Reuters reported Wednesday afternoon that Russia and Iran were advancing  on a scheme that would see the Iranians bartering roughly 500,000 barrels of oil a day in exchange for Russian goods, a plan that the outlet said would “enable Tehran to boost vital energy exports in defiance of Western sanctions” and which the White House had previously gone so far as to identify as the source of “serious concerns.” Iranian officials reportedly estimate that the oil-for-goods deal would be worth $20 billion to the Islamic Republic, gifting Tehran with revenue far beyond what was envisioned by the partial sanctions relief provided by the interim Joint Plan of Action (JPA).

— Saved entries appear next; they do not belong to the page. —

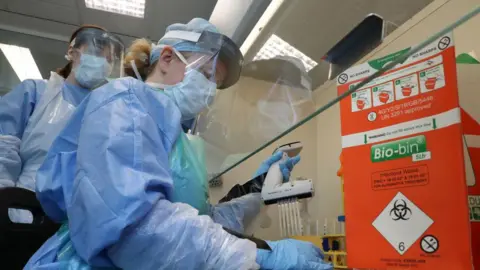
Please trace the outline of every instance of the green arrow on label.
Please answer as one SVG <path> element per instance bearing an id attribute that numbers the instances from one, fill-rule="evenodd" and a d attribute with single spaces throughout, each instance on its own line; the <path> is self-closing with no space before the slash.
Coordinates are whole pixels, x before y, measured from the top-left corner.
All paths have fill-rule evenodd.
<path id="1" fill-rule="evenodd" d="M 367 144 L 367 134 L 363 135 L 363 140 L 364 140 L 365 144 Z"/>
<path id="2" fill-rule="evenodd" d="M 457 64 L 480 64 L 480 62 L 473 58 L 468 53 L 462 53 L 457 56 L 456 59 Z"/>
<path id="3" fill-rule="evenodd" d="M 437 129 L 437 120 L 433 118 L 433 129 Z"/>
<path id="4" fill-rule="evenodd" d="M 389 55 L 384 56 L 382 58 L 378 58 L 378 59 L 369 61 L 368 64 L 374 69 L 377 69 L 377 70 L 381 69 L 382 67 L 385 66 L 385 64 L 395 61 L 398 57 L 404 55 L 409 50 L 410 50 L 410 48 L 403 49 L 401 51 L 389 54 Z"/>

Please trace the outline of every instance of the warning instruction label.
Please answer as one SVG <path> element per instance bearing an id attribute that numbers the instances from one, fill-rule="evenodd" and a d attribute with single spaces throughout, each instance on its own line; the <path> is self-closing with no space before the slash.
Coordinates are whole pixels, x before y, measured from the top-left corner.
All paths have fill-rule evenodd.
<path id="1" fill-rule="evenodd" d="M 480 222 L 480 196 L 468 196 L 470 221 Z"/>
<path id="2" fill-rule="evenodd" d="M 372 174 L 372 189 L 397 189 L 428 184 L 428 167 L 420 165 Z"/>
<path id="3" fill-rule="evenodd" d="M 380 259 L 385 265 L 389 267 L 404 267 L 404 268 L 417 268 L 419 265 L 425 264 L 424 259 L 394 259 L 394 258 L 382 258 Z"/>
<path id="4" fill-rule="evenodd" d="M 473 270 L 470 227 L 480 226 L 480 194 L 466 185 L 464 156 L 476 153 L 463 135 L 453 34 L 362 83 L 408 51 L 338 76 L 338 95 L 348 94 L 340 101 L 345 233 L 354 236 L 346 239 L 348 266 Z M 467 191 L 476 195 L 469 205 Z"/>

“The deal would ease further pressure on Iran’s battered energy sector and at least partially restore Iran’s access to oil customers with Russian help,” said Mark Dubowitz of Foundation for Defense of Democracies, a U.S. think-tank.

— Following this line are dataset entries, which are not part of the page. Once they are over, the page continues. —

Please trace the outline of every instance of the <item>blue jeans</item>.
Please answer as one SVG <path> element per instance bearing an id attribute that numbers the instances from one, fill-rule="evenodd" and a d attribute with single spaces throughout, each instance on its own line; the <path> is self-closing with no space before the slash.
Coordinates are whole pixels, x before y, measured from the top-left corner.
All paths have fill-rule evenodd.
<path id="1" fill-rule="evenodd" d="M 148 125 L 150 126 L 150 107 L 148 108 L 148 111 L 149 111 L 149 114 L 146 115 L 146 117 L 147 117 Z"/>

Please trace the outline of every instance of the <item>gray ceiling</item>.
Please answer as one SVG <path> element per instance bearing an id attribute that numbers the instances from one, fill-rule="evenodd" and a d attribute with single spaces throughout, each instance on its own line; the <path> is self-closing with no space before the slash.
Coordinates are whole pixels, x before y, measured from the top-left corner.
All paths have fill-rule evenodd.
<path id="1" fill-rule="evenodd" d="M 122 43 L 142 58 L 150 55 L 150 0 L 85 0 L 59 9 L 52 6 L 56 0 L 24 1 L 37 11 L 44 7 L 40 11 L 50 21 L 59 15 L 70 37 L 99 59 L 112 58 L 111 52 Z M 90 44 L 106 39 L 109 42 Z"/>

“If Washington can’t stop this deal, it could serve as a signal to other countries that the United States won’t risk major diplomatic disputes at the expense of the sanctions regime,” he added.

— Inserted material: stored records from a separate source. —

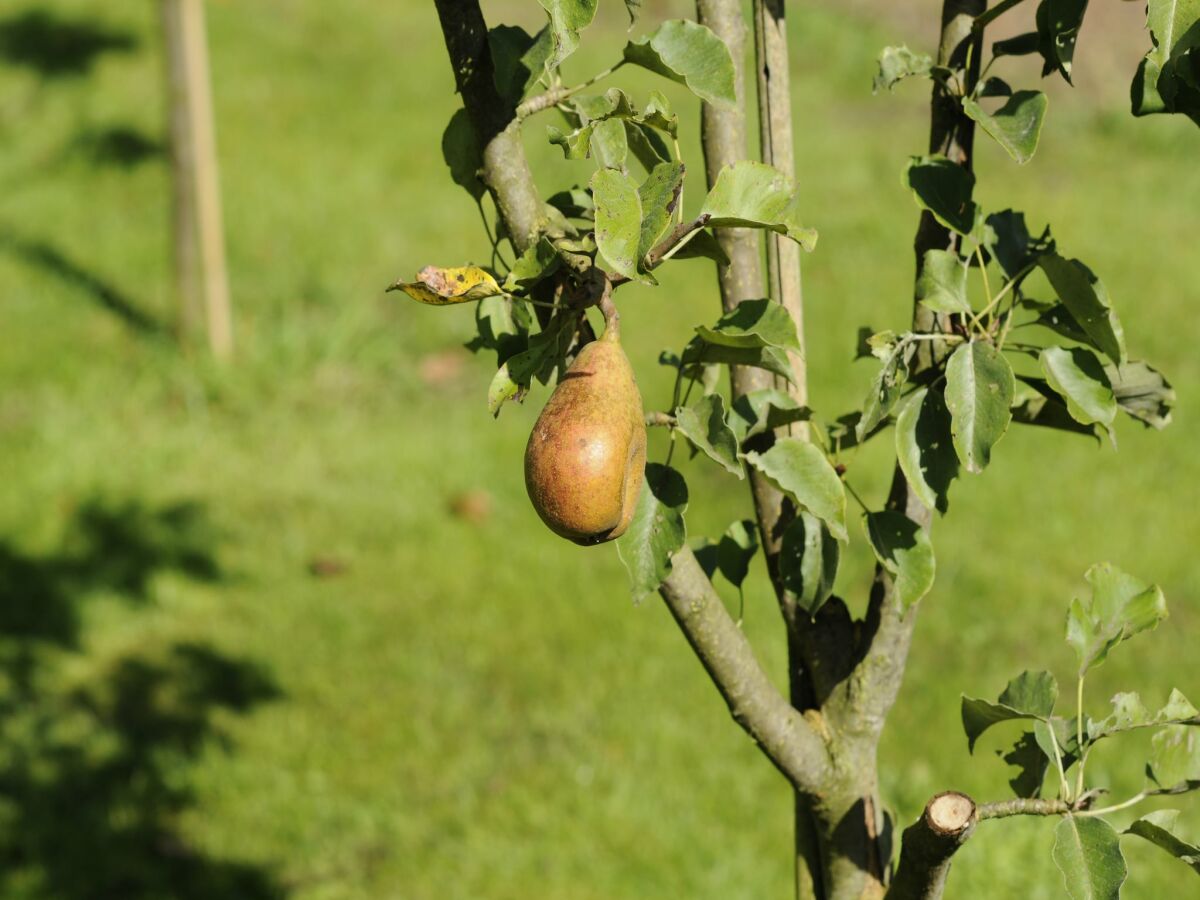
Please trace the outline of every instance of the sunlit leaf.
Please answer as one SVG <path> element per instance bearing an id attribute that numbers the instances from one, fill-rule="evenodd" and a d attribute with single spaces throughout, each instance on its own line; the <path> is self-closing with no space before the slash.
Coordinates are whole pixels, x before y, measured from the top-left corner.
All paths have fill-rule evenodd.
<path id="1" fill-rule="evenodd" d="M 442 132 L 442 159 L 450 167 L 450 178 L 455 184 L 477 201 L 483 197 L 487 190 L 479 178 L 479 170 L 483 168 L 483 153 L 465 109 L 455 110 L 446 130 Z"/>
<path id="2" fill-rule="evenodd" d="M 758 528 L 745 519 L 730 525 L 717 542 L 717 569 L 736 588 L 750 573 L 750 560 L 758 552 Z"/>
<path id="3" fill-rule="evenodd" d="M 914 53 L 907 47 L 884 47 L 879 54 L 879 72 L 872 87 L 875 93 L 891 90 L 905 78 L 927 77 L 933 67 L 928 53 Z"/>
<path id="4" fill-rule="evenodd" d="M 743 477 L 737 435 L 725 421 L 725 401 L 720 394 L 705 394 L 691 406 L 678 407 L 675 430 L 727 472 Z"/>
<path id="5" fill-rule="evenodd" d="M 1175 389 L 1150 365 L 1130 360 L 1120 366 L 1105 366 L 1112 384 L 1117 405 L 1126 415 L 1150 428 L 1166 428 L 1171 424 L 1171 409 L 1175 406 Z"/>
<path id="6" fill-rule="evenodd" d="M 653 33 L 626 44 L 625 59 L 686 85 L 714 106 L 737 102 L 733 57 L 725 42 L 704 25 L 686 19 L 663 22 Z"/>
<path id="7" fill-rule="evenodd" d="M 812 250 L 817 233 L 801 224 L 799 205 L 795 182 L 788 175 L 743 160 L 721 170 L 700 213 L 713 227 L 766 228 Z"/>
<path id="8" fill-rule="evenodd" d="M 1097 563 L 1084 577 L 1091 597 L 1073 600 L 1067 614 L 1067 643 L 1079 657 L 1080 674 L 1104 662 L 1117 644 L 1167 617 L 1158 585 L 1146 584 L 1111 563 Z"/>
<path id="9" fill-rule="evenodd" d="M 957 253 L 926 250 L 917 276 L 917 301 L 944 313 L 967 313 L 967 267 Z"/>
<path id="10" fill-rule="evenodd" d="M 1027 163 L 1037 150 L 1046 117 L 1046 95 L 1041 91 L 1017 91 L 995 112 L 987 112 L 975 100 L 963 100 L 963 112 L 979 123 L 996 143 L 1018 163 Z"/>
<path id="11" fill-rule="evenodd" d="M 1133 834 L 1166 850 L 1176 859 L 1191 866 L 1200 875 L 1200 846 L 1189 844 L 1176 834 L 1177 809 L 1156 809 L 1142 816 L 1122 834 Z"/>
<path id="12" fill-rule="evenodd" d="M 816 445 L 783 437 L 765 453 L 750 452 L 745 458 L 768 481 L 823 521 L 834 537 L 848 540 L 845 488 Z"/>
<path id="13" fill-rule="evenodd" d="M 637 278 L 638 245 L 642 232 L 642 203 L 637 184 L 615 169 L 592 176 L 596 204 L 596 245 L 613 270 Z"/>
<path id="14" fill-rule="evenodd" d="M 1045 253 L 1038 265 L 1058 298 L 1096 347 L 1117 365 L 1125 361 L 1125 332 L 1113 311 L 1104 283 L 1077 259 Z"/>
<path id="15" fill-rule="evenodd" d="M 555 68 L 579 49 L 579 32 L 592 24 L 598 0 L 538 0 L 550 16 L 554 49 L 547 60 Z"/>
<path id="16" fill-rule="evenodd" d="M 975 176 L 967 169 L 944 156 L 914 156 L 904 170 L 904 183 L 917 205 L 947 228 L 965 235 L 975 227 Z"/>
<path id="17" fill-rule="evenodd" d="M 1129 870 L 1120 837 L 1103 819 L 1063 816 L 1053 856 L 1071 900 L 1119 900 Z"/>
<path id="18" fill-rule="evenodd" d="M 1105 428 L 1117 417 L 1117 400 L 1104 365 L 1086 347 L 1047 347 L 1039 357 L 1050 386 L 1066 401 L 1071 418 Z"/>
<path id="19" fill-rule="evenodd" d="M 781 347 L 799 352 L 796 323 L 782 304 L 768 299 L 745 300 L 717 320 L 712 327 L 696 326 L 696 333 L 710 344 L 725 347 Z"/>
<path id="20" fill-rule="evenodd" d="M 979 736 L 998 722 L 1013 719 L 1047 719 L 1058 699 L 1058 682 L 1049 672 L 1022 672 L 1001 691 L 995 703 L 962 698 L 963 731 L 972 752 Z"/>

Diplomatically, the move would be read as in tension with State Department talking points – shared with  lawmakers and journalists – insisting that Russia would “compartmentalize” tensions over Crimea and continue to back Western efforts to secure Iranian nuclear concessions. Substantively, the deal would deepen increasingly trenchant  concerns that Washington had lost control of the partial sanctions relief provided by JPA, and that the patchwork of restrictions is in danger of coming undone.
Both issues directly implicate renewed moves  on the Hill to reassert a Congressional voice in negotiations with Iran. Bipartisan majorities of lawmakers in both parties have long sought  to pass legislation that would impose financial pressure on Iran in the future should negotiations fail to convince Tehran to verifiably put its atomic program beyond use for weaponization.
The White House fought something of a political war  against those efforts, arguing that new legislation would cause divisions between the West and Russia, and that in any case no new pressure was needed because the sanctions regime was holding. A scenario under which Russia split from the West to bust the sanctions regime would likely complicate the administration’s arguments.